Primeiro um, depois outro, logo a seguir um terceiro assunto, provocam-me pensamentos que os tentam formalizar, delimitar e inscrever nessa ordem maior das coisas em que se organiza a vida.
Procuro escolher o que me importe mais, ou me pareça mais importante, mas nenhum se destaca, nenhum toma a dianteira. E as imagens, sem as quais não é possível pensar, cruzam-se, andam a par, completam-se, e aos poucos percebo como tudo afinal pertence ao mesmo.
É uma adolescente infeliz, algo desinteressada e calada, não pelas razões que lhe assistem nessa complicada fase da vida, mas porque os pais escolheram por ela o caminho a seguir.
Querendo para ela o que, para eles, é o melhor que a vida tem para dar, acreditam estarem mais aptos para lhe escolher o futuro bem posto que desejam e decidiram, sem apelo nem agravo, que curso irá tirar.
De nada serviram as explicações, as tentativas de afirmação, depois o silêncio e a tristeza. Diz-me ela, que eles lhe dizem, que não lha entendem. São três pequenos grupos de mulheres, e dois homens, entre os 62 e os 83 anos que, nuns arredores mais ou menos próximos, e nuns outros bastante mais afastados da cidade, dançam.
Nada de valsas ou passos doble, nada de rancho ou de bailarico; eles dançam uma dança que muitos chamam “maluca” e que outros, apanhados de surpresa, olham com espanto e admiração; como quando o fizeram num terraço a céu aberto, no pátio de uma escola, ou num palco da cidade, para que todos saibam como é livre e bom dançar assim. Dizem que os faz descobrirem-se outros.
Diferentes, e capazes de ser diferentes, porque essa dança os liberta das leis do supostamente adequado, para finalmente os deixar sentir, [LER_MAIS] viver o que sentem, e mostrar como se sentem.

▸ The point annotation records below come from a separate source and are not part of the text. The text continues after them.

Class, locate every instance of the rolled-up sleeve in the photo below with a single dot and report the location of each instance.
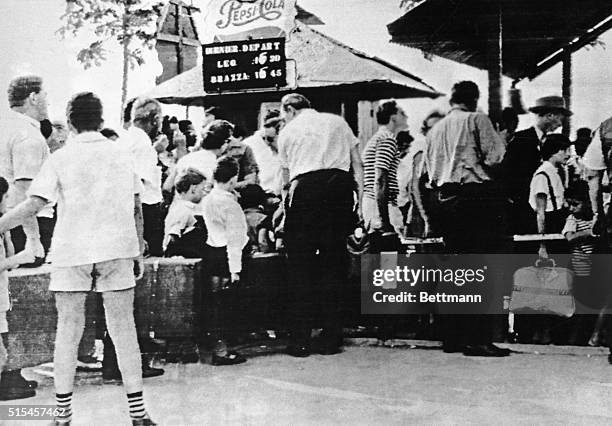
(236, 236)
(492, 145)
(46, 183)
(28, 156)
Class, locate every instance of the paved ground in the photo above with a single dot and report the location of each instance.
(413, 383)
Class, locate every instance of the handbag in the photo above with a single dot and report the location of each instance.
(543, 290)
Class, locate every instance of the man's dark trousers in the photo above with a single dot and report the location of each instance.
(470, 222)
(319, 218)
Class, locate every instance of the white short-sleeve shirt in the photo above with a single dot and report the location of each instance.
(539, 185)
(593, 157)
(315, 141)
(93, 181)
(180, 219)
(138, 143)
(23, 150)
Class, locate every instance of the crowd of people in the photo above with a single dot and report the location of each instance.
(96, 200)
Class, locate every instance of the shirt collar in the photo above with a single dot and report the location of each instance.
(386, 133)
(222, 192)
(186, 203)
(89, 137)
(26, 118)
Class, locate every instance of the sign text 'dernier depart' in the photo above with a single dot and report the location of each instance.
(249, 64)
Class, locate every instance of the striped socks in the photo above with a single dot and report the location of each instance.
(64, 407)
(136, 404)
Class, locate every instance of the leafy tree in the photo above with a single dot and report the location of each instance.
(125, 21)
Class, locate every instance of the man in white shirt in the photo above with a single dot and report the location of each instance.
(146, 116)
(264, 144)
(317, 151)
(98, 234)
(23, 150)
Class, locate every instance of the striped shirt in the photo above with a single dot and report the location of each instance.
(582, 251)
(381, 152)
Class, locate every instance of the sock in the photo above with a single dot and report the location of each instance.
(64, 407)
(136, 404)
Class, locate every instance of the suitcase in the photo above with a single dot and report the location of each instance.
(168, 298)
(543, 290)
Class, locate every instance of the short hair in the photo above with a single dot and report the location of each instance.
(273, 113)
(184, 125)
(239, 131)
(226, 169)
(127, 110)
(3, 187)
(189, 178)
(295, 100)
(433, 114)
(46, 128)
(217, 112)
(216, 135)
(385, 110)
(20, 88)
(108, 133)
(554, 143)
(145, 109)
(84, 112)
(252, 195)
(578, 190)
(275, 123)
(464, 92)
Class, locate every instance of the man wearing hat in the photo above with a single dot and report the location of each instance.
(524, 156)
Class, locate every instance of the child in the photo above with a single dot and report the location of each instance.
(227, 236)
(185, 233)
(252, 200)
(546, 190)
(578, 232)
(8, 391)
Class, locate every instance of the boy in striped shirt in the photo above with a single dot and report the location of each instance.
(578, 232)
(380, 161)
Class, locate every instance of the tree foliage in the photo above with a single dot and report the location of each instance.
(125, 21)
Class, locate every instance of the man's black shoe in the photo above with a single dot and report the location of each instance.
(151, 372)
(451, 349)
(485, 350)
(297, 351)
(13, 378)
(115, 375)
(329, 350)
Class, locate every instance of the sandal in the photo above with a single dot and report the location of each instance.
(231, 358)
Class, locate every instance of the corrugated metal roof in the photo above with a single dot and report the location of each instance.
(321, 62)
(533, 31)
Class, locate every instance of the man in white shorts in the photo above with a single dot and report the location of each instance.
(97, 239)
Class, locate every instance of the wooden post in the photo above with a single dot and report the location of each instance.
(494, 68)
(567, 89)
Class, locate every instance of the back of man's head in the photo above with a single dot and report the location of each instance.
(296, 101)
(217, 134)
(20, 88)
(145, 110)
(465, 93)
(188, 179)
(84, 112)
(554, 143)
(385, 110)
(226, 169)
(127, 111)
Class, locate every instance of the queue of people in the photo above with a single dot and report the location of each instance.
(104, 198)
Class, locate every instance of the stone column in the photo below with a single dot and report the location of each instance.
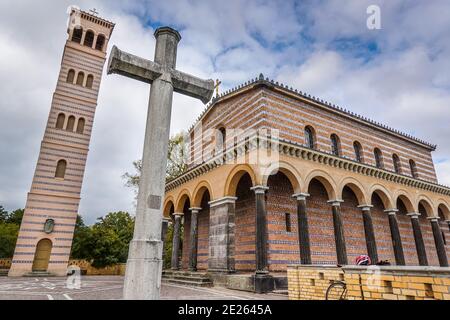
(341, 250)
(439, 241)
(193, 237)
(263, 281)
(418, 239)
(261, 230)
(369, 233)
(396, 239)
(94, 42)
(83, 36)
(303, 229)
(221, 235)
(176, 241)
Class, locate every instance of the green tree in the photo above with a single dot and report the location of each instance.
(81, 240)
(3, 214)
(8, 239)
(105, 243)
(9, 231)
(176, 162)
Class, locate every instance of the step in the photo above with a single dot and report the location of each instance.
(185, 273)
(187, 277)
(188, 283)
(38, 274)
(281, 292)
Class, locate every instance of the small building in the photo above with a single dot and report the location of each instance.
(278, 177)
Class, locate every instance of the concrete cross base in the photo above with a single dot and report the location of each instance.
(263, 283)
(142, 262)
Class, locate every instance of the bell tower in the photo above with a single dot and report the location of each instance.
(46, 234)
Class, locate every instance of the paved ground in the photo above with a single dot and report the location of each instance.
(107, 288)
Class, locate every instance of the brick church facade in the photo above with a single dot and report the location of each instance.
(277, 177)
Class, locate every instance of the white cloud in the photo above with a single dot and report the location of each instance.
(403, 81)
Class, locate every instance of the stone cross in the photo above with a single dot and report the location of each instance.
(144, 265)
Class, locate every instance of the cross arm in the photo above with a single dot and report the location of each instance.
(192, 86)
(132, 66)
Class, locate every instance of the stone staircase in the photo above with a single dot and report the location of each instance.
(187, 278)
(38, 274)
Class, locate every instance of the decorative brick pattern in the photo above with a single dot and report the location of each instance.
(387, 283)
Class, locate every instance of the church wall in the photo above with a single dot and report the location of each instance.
(283, 248)
(321, 231)
(245, 238)
(353, 226)
(291, 116)
(428, 239)
(186, 246)
(203, 238)
(382, 230)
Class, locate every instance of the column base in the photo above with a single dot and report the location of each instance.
(264, 282)
(144, 270)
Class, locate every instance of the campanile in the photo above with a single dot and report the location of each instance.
(46, 234)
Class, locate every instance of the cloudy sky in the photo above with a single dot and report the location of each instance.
(398, 75)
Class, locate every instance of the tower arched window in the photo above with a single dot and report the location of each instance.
(77, 35)
(288, 222)
(221, 138)
(358, 151)
(80, 78)
(413, 167)
(61, 169)
(309, 138)
(70, 123)
(100, 42)
(89, 81)
(378, 158)
(397, 164)
(71, 76)
(60, 121)
(335, 149)
(80, 125)
(89, 39)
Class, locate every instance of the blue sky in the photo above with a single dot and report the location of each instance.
(397, 75)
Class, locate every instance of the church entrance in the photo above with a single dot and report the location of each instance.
(42, 255)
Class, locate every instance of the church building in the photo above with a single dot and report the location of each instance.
(278, 177)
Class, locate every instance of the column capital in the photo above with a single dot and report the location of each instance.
(221, 201)
(391, 212)
(414, 215)
(301, 196)
(365, 207)
(335, 203)
(260, 189)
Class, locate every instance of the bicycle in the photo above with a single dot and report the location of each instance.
(338, 288)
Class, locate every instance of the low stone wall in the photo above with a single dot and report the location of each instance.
(370, 283)
(87, 269)
(85, 266)
(5, 263)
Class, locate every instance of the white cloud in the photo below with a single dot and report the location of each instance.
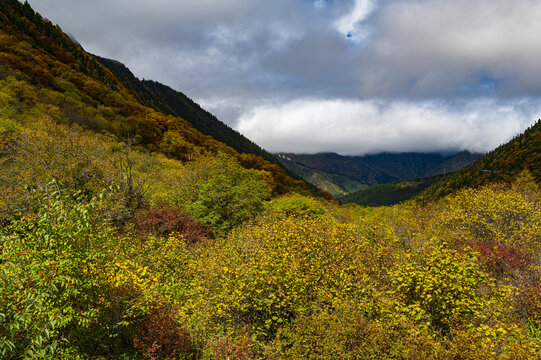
(360, 127)
(447, 74)
(348, 24)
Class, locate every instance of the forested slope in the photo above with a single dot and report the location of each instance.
(172, 102)
(35, 51)
(503, 164)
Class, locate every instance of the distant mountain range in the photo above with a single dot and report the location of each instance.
(502, 165)
(341, 175)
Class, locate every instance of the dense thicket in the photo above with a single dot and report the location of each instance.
(109, 250)
(87, 93)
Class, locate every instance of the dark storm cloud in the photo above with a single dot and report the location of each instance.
(460, 64)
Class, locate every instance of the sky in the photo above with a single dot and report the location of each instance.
(348, 76)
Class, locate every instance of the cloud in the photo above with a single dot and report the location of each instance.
(428, 68)
(361, 127)
(427, 48)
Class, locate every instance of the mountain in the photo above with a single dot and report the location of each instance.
(83, 91)
(341, 175)
(390, 193)
(167, 100)
(503, 164)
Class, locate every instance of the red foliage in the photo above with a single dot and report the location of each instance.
(159, 336)
(502, 259)
(240, 348)
(162, 221)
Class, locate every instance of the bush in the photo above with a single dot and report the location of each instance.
(164, 220)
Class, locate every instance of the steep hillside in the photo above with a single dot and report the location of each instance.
(455, 163)
(172, 102)
(35, 51)
(341, 175)
(390, 193)
(500, 165)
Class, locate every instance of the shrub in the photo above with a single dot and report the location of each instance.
(164, 220)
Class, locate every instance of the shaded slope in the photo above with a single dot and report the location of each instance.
(500, 165)
(85, 92)
(170, 101)
(390, 193)
(345, 174)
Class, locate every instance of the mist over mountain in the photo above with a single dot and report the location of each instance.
(341, 175)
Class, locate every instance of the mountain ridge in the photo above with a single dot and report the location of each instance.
(341, 175)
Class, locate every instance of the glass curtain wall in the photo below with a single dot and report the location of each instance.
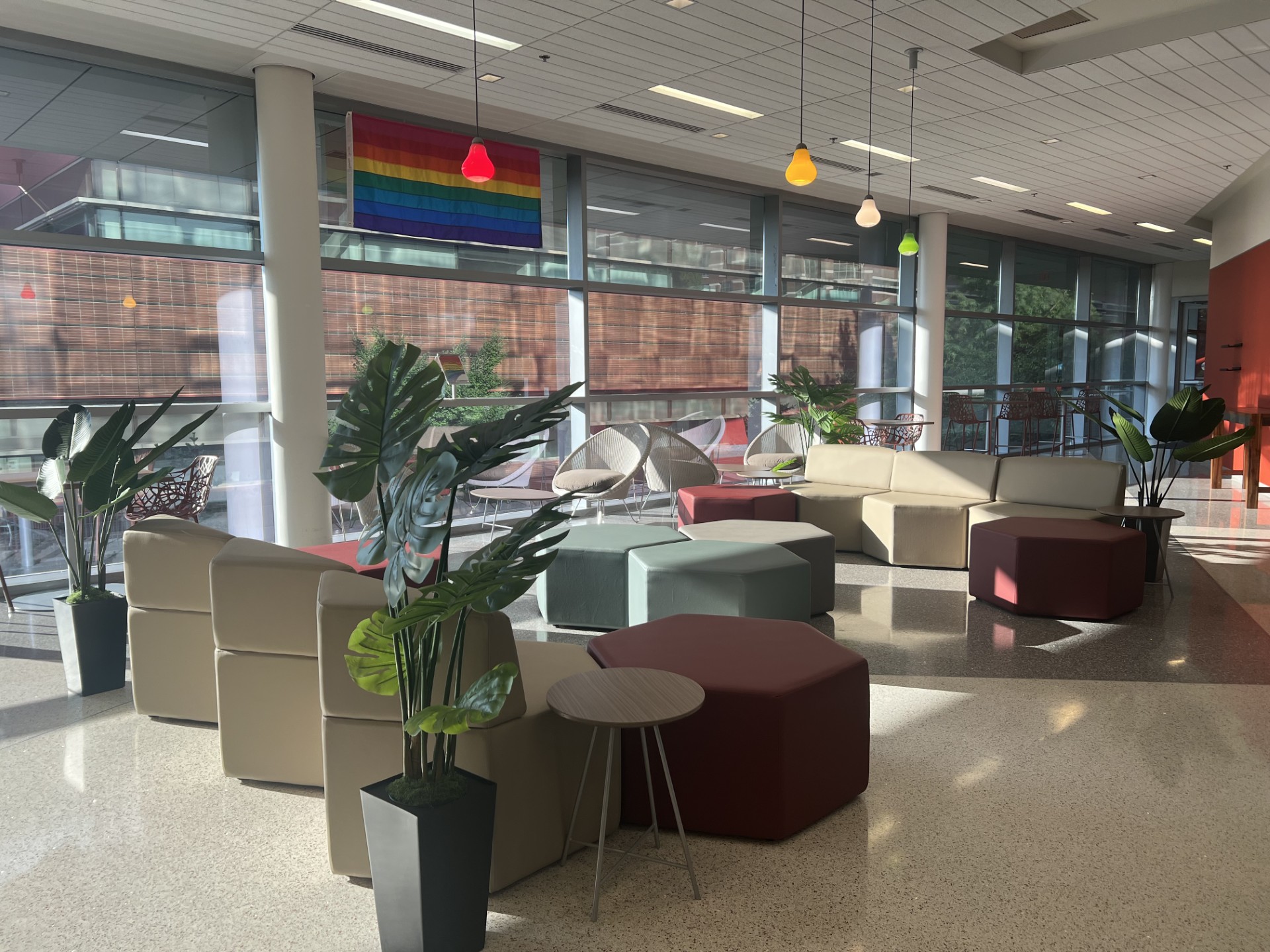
(1061, 324)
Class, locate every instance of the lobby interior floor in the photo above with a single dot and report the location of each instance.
(1035, 785)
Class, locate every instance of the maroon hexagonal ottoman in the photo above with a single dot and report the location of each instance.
(781, 740)
(715, 503)
(1058, 568)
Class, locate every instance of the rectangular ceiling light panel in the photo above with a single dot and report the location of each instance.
(418, 19)
(705, 100)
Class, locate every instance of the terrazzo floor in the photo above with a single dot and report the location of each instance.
(1035, 785)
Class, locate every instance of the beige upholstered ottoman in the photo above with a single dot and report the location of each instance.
(810, 543)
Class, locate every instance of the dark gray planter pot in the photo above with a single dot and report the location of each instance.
(95, 641)
(429, 866)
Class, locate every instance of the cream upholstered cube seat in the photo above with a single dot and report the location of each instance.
(922, 521)
(839, 479)
(265, 621)
(165, 576)
(535, 757)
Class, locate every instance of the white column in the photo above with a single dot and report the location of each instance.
(929, 332)
(1158, 338)
(294, 331)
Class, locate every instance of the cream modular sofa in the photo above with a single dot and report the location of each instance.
(535, 757)
(917, 508)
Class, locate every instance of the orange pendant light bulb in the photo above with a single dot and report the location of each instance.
(478, 165)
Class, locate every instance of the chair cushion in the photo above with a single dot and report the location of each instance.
(587, 480)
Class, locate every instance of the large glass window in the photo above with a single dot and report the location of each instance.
(512, 338)
(646, 343)
(1046, 284)
(973, 273)
(103, 153)
(342, 240)
(662, 233)
(1114, 291)
(827, 257)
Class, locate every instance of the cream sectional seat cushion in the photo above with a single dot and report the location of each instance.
(587, 480)
(258, 593)
(916, 528)
(1074, 484)
(165, 564)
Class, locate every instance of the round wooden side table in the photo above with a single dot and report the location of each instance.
(618, 698)
(1140, 514)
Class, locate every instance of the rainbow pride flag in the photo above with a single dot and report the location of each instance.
(407, 180)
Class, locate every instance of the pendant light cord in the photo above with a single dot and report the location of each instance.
(476, 78)
(873, 15)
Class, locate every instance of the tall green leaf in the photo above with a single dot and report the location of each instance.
(27, 503)
(380, 422)
(1213, 447)
(1134, 442)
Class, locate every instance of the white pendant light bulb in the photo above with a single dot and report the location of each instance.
(868, 216)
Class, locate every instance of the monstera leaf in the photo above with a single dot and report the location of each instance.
(380, 422)
(480, 703)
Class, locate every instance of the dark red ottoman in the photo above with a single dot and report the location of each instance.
(716, 503)
(781, 742)
(1058, 568)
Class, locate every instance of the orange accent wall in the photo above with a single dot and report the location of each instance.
(1238, 311)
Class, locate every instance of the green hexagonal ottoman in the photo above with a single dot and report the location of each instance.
(586, 586)
(749, 579)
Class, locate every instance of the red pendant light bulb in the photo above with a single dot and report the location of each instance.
(478, 165)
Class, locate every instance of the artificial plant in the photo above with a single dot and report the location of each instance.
(95, 471)
(824, 412)
(1181, 430)
(402, 648)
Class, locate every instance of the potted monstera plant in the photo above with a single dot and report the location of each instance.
(429, 830)
(95, 471)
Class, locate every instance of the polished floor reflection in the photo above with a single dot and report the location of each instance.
(1035, 785)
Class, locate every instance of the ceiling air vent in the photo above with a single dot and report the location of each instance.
(375, 48)
(1068, 18)
(650, 117)
(1039, 215)
(949, 192)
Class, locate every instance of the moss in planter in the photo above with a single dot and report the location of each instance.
(417, 793)
(91, 594)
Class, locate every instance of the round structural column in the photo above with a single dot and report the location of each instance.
(929, 325)
(294, 328)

É um imenso grupo de homens e mulheres que agita as ruas tentando agitar as mentes ao gritar a sua diferença – e um grupo muitíssimo maior que a esconde, por medo de tantas e tão diferentes represálias.
É por serem diferentes que não passeiam de mão dada com os que amam, que não os abraçam e beijam em público, que não constroem com eles a vida que desejam e a que têm direito, porque eternamente vivida num gueto, ou para sempre adiada.
Quando pensamos em “liberdade”, pensamos luta, bandeira, o fim da opressão, a conquista dos direitos básicos de saúde, protecção, educação, trabalho e habitação. E pensamos liberdade de expressão que nos permite dizer o que pensamos e criar o que sentimos necessidade de exprimir, sem que nos limitem as ideias e o pensamento.
Mas tudo isto presente pode não ser suficiente para que um ser humano exerça o direito maior de se autodeterminar.
A opressão emanada das ideias feitas, das opiniões sobre o que deve ou não deve ser aceite, e das reprovações perante o incumprimento do considerado norma, seja ela audível ou silenciosa, impede esse princípio fundamental dos direitos humanos que significa a autonomia, a auto regulação e o livre arbítrio a que todos têm direito.
A heteronomia – a submissão à lei dos outros – jamais fará alguém ser melhor, produzir mais, ou empenhar-se mais no bem comum, porque a realização/felicidade individual é o garante da possibilidade de se ser por inteiro, e de assim se poder dar aos outros.